Что-то они не договаривали, какая-то видно гниль прошла обо мне. Почему вдруг ни с того, ни с сего накатили? Сява сказал: «Я тебя предупреждал, что Харитон козел». — «Я-то при чем? — «А ты с ним жил». Ах, вот оно что! Но это же чушь! «Но это он освободил тебя от тряпки, а не мы». — «Что же вы раньше молчали?» — «А мы не хотели с ним связываться». — «Но мне-то могли сказать». Сява хитро осклабился: «На твоем месте я бы отмазался». — «Как?» Сява мотнул грушевидной головой, мол, думай сам. Сережа Кабан сказал, что не знает в чем дело, но какой-то слушок прошел обо мне, посоветовал подойти к Изюму. За точность фамилии этого зека не ручаюсь, забыл, назову его Изюмовым, с ним у меня не было отношений, знал только, что он был завхозом до Харитонова, погорел с водкой, отсидел 15 суток и пользовался прочным авторитетом среди нашей отрядной блоти.
Внешне он никуда вроде не влазил, никого не трогал, но поговаривали, что втихаря он контролирует все, что происходит в отряде. На вечерней тусовке (разминочной ходьбы) внутри локалки я спросил Изюма: в чем дело? Он сделал непонимающую физиономию, мол, не при делах — это Тимченко против меня что-то имеет, но что — он не знает. Разговора не получилось, Изюм хитрил. Володя Задоров и другие положняки, кого я более-менее знал, отнеслись более сочувственно, обещали кое с кем «перетереть», но они не имели большого веса. Положняк независим, его не трогают, но в дела блатных, отрицаловых он не должен встревать. Тут между ними большая разница. И Володя, сделав попытку мне помочь, потом так и сказал: «На тебя катит кто-то из отрицалов, но кто и зачем, непонятно. К Изюму подходил?» — «Подходил, но бесполезно». — «Тогда это он закрутил», — нахмурился Володя. Помочь он не мог. Значит, беспредел шел не от Тимченко, а из среды отрицаловых, причем делают они это чужими руками, оставаясь как бы «не при делах». Это уже было серьезней. Отряд в их руках, значит, поддержки от зеков не будет. Странно, до сих пор блатные относились ко мне нормально, ни с кем я не конфликтовал, Тимченко как-то сам обещал на днях освободить меня от уборки, для этого ему зачем-то надо было утрясти этот вопрос с отрядником, и вдруг резкое похолодание да еще с мордобоем. Кому это надо? Зачем? Ссылка на мои отношения с Харитоновым явно надуманна. Тех, кто с ним действительно поддерживал отношения, не трогали. Сами шныри и кое-кто из блатных гораздо чаще меня отирались в каптерке Харитонова, почему же на мне решили отыграться? Нет, что-то не так, причина конфликта была в другом, и я не никак не мог выяснить, в чем же именно. Кто-то натравил на меня эту свору, кто? На следующий день перед обедом я зашел в каптерку к шнырям. В тесной комнате были все, кто был нужен: Изюм, Тимченко, рыси. Сходняк. Сказал, что пришел разобраться: какие ко мне претензии?
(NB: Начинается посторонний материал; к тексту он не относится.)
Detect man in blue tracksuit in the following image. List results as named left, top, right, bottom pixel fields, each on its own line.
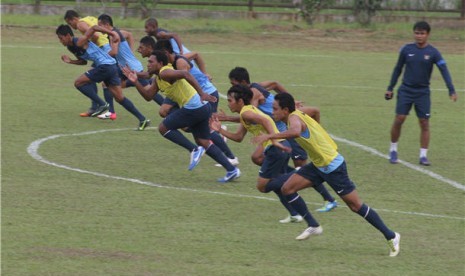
left=385, top=21, right=457, bottom=166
— А что ты за птица? Мужики моют полы, а ты нет, — сказал Тимченко. Я повторил свои доводы о том, что в данное время я и не должен мыть и спросил, зачем понадобилось сейчас меня заставлять. Тимченко хамит: «Мне понадобилось, понял? Будешь мыть как все».
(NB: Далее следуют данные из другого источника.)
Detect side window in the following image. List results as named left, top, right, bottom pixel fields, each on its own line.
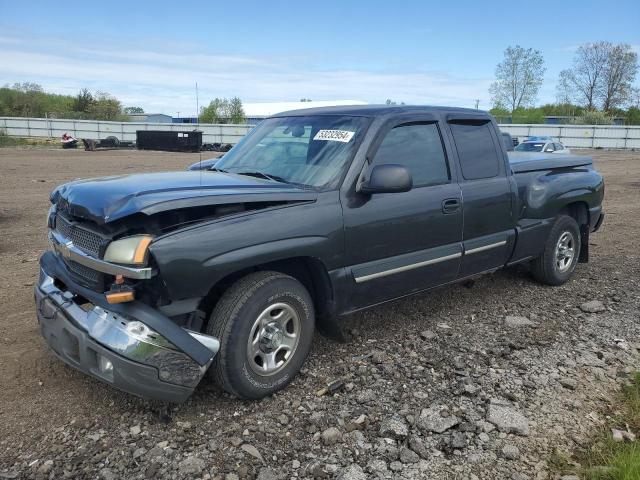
left=449, top=122, right=500, bottom=180
left=373, top=123, right=451, bottom=187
— Хорошо, давайте тогда все будем мыть полы и вы тоже, или пусть убирают только шныри, как на других зонах.
Вылупили глаза друг на друга. Пауза. Потом загалдели. Один из шнырей, Поляков, замахнулся кружкой: «Да я тебе чан расколю! Ты хочешь, чтоб я полы пидарасил?» Тимченко саданул меня в бок: «За такие базары я тебя по стенке размажу!»
— Не успел придти, свои порядки устанавливает! Кто ты такой?
— Дай ему по очкам!
Кто поменьше и пошустрей протискиваются ко мне с кулаками. Остановил Сява: «Погоди, в принципе он правильно говорит. Хули вы накинулись? Бригадами убирать менты установили, пусть они заставляют». Молчавший до сих пор Изюм вдруг злобно сверкнул на меня глазами: «Жил с Харитоном, а как хуево стало, так к нам?» И вышел. Вот кто, оказывается, клеил мне этот ярлык — Изюм! А ведь притворялся, что не имеет отношения к расправе надо мной, что не знает, кто и зачем затеял, ссылаясь на Тимченко, но тот мог организовать молотки только по его, Изюма, указке. И никто не смел перечить, даже Сява, его семьянин, вторая, пожалуй, фигура в отряде. После ухода Изюма Сява предложил компромисс: «Скажи отряднику, что идешь в отказ. Отсидишь и отцепятся». Тимченко что-то недовольно прорычал, но на том порешили.